Technology, in fact, has redefined the very nature of globalization, as smartphones quite literally put the world into our hands. Such witnessing is not, however, a neutral and objective process. What we “witness” is highly policed through aesthetic regimes of mediated suffering, which not only present in a deeply politicized way that some lives are more important than others, but commonly reduce complex historical questions to crass reductionist interpretations. How else can we account for the continued attention given to Samuel Huntington’s dreadful Clash of Civilizations, which remains one of the most racist and oversimplified texts written in living memory?
Part of our task today is to remain alert to the overt politicization of tragic events in ways that are repackaged back to us, so that what initially appeared intolerable becomes the moral vehicle upon which further violence is sanctioned and authorized. We should hold onto the sentiment that what happened on the streets of Paris, how their families felt, was intolerable – just as we should recognize that an innocent taxi driver brutally violated in Abu Ghraib or a child facing the bitter winter in a Syrian refugee camp is also intolerable.
Integral to these concerns is the need to expose the sheer poverty of contemporary political imaginations when dealing with the problem of violence. Nowhere was this more shamefully apparent than the political hijacking of the Unity march in Paris by a political class whose participation was nothing more than a staged-managed photo opportunity.

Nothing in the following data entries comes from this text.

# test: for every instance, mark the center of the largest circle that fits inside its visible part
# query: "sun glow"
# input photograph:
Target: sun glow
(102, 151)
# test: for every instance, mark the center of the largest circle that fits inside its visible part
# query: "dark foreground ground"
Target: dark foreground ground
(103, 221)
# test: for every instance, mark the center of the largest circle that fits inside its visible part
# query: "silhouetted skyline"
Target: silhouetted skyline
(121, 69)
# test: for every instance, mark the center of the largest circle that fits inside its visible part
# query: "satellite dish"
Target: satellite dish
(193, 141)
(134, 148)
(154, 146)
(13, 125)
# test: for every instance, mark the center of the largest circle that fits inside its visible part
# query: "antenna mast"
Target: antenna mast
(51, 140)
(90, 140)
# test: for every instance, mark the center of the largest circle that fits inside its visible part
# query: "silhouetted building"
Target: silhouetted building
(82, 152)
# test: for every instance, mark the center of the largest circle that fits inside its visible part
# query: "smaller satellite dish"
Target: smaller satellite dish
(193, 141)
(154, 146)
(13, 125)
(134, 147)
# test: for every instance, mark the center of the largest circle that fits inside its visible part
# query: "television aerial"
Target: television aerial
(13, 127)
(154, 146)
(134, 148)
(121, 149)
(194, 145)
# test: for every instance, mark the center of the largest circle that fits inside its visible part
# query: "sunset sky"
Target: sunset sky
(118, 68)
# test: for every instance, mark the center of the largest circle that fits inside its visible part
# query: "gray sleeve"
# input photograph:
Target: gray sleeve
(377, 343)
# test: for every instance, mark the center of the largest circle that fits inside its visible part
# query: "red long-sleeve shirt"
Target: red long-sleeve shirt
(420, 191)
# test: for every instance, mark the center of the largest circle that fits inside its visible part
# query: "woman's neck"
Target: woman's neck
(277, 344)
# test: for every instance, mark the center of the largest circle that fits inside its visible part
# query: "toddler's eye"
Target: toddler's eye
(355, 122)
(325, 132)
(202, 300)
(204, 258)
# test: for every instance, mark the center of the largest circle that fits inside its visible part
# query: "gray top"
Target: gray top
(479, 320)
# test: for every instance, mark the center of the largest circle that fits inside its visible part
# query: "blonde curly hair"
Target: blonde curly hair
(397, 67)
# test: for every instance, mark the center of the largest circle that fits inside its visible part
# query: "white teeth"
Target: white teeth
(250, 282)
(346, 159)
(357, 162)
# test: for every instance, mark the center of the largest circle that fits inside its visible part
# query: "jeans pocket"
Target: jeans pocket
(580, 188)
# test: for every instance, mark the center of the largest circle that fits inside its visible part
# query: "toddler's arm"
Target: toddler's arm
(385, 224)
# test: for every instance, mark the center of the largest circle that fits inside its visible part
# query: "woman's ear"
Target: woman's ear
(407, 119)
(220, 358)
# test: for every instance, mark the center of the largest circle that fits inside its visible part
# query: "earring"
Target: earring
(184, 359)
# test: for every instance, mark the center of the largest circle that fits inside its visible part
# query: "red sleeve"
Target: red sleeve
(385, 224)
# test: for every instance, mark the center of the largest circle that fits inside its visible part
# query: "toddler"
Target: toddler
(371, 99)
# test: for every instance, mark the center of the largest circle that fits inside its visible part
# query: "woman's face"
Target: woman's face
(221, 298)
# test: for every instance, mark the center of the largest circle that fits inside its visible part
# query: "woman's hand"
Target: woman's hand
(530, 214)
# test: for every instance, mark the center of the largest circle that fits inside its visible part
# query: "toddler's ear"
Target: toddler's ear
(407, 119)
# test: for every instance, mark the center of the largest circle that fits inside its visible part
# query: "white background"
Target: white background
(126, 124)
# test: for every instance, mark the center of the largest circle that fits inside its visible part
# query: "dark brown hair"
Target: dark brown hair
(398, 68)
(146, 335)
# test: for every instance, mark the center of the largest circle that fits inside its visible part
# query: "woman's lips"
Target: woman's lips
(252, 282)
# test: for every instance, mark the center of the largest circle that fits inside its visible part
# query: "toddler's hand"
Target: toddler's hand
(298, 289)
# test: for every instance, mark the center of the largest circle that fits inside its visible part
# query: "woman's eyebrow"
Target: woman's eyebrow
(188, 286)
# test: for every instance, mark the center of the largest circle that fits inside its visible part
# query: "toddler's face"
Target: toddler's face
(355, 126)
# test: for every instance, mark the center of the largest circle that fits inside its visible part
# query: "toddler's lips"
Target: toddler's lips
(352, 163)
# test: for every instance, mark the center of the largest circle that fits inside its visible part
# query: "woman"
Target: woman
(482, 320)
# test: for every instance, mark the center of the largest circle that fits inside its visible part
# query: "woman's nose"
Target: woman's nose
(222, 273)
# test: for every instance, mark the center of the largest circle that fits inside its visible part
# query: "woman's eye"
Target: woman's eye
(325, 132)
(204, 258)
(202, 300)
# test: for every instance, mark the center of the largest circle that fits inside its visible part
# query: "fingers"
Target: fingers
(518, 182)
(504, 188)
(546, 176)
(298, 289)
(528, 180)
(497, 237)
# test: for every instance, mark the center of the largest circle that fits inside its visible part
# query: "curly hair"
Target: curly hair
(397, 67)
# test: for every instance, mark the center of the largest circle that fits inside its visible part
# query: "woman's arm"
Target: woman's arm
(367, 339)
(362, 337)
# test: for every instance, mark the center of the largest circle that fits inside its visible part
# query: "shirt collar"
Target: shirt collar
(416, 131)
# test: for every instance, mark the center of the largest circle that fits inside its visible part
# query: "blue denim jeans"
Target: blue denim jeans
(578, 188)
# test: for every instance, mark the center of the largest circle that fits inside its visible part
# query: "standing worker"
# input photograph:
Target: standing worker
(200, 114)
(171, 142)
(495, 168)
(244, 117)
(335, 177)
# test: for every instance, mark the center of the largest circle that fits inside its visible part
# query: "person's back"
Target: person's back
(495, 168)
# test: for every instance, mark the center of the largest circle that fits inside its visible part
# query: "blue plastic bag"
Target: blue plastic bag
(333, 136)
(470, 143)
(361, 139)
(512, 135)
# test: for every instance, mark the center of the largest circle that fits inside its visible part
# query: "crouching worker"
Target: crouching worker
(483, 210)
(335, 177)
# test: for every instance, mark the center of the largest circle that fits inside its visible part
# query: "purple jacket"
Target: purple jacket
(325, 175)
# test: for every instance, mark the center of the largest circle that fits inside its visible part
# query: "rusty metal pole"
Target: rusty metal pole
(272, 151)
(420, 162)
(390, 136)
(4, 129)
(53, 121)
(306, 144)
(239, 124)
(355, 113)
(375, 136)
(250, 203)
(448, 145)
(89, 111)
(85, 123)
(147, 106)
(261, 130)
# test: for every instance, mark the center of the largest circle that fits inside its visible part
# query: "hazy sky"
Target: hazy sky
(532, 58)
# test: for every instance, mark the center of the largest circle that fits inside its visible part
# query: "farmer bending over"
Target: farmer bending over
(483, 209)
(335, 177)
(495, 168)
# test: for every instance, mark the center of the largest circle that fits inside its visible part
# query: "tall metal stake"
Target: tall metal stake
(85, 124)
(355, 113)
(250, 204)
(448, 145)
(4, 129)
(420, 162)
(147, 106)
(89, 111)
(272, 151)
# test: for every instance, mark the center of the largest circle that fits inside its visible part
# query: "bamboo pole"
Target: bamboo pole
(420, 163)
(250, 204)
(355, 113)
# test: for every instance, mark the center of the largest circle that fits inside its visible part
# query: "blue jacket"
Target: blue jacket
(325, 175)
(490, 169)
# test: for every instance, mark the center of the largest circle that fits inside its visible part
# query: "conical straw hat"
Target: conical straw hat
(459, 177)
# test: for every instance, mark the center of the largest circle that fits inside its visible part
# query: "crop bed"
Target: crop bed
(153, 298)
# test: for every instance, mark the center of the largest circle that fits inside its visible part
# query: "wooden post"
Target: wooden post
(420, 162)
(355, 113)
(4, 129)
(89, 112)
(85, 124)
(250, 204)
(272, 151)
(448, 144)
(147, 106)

Appearance alone, it seems, is sufficient. How far removed are these self-serving mediocrats from the likes of Martin Luther King Jr., who understood that to stand up for your beliefs required showing true solidarity with those on whose behalf you speak, not parading within the comforts and securities of a militarized enclave? We can still hear them echo now: “Where is the unity, we must lead it, all our futures depend upon it”!
Such politicization of the subsequent solidarity march runs the risk of turning any appreciation of the intolerability of the situation into something that works against its nonviolent sentiments. Indeed, there seem to be disturbing parallels here with the ways in which the “I am Charlie” outrage is being appropriated to the ways that the widespread racial persecution protests in the United States were quickly countered by the narrative of the police as the victims in the aftermath of the shootings of officers Wenjian Liu and Rafael Ramos in New York in December 2014.
On both occasions, there is a conscious public relations effort to present definitive “truths about the event,” so that any demands for systematic and historically sensitive analysis become displaced by the singularity of events, which absolves the system of any guilt and confirms our societies are under siege from peoples of either a distinct cultural background or racial profile.
And yet we must not lose sight of the fact that those who continue to take to the streets and call for nonviolence, the respect for human dignity and togetherness should be applauded. It is too easy in this contemporary moment to buy into the dystopian realism peddled by the governments in liberal societies and the violence of fanatics across the world.
People continue to show they will resist and stand up against what they find to be patently intolerable. They also refuse to be cast as some docile mass, for whom the burdens of history and the complexities of the contemporary condition (as notably presented on corporate news platforms and their multiplicity of daily endangerments) render them incapable of action.
Indeed, inspired by the earlier work of Alfredo Jarr, the symbolic presence of the art of J-R from Eric Gardner’s eyes in New York City to Stéphane Charbonnier in Paris, offers a counter-spectacle that affirms the ambitions to look beyond any sense of passive spectatorship, reminding those who would abuse and render human life disposable that the eyes of the world are watching. And so we must continue to bear witness to violence, while condemning the shameful politicization of tragedy in all its forms.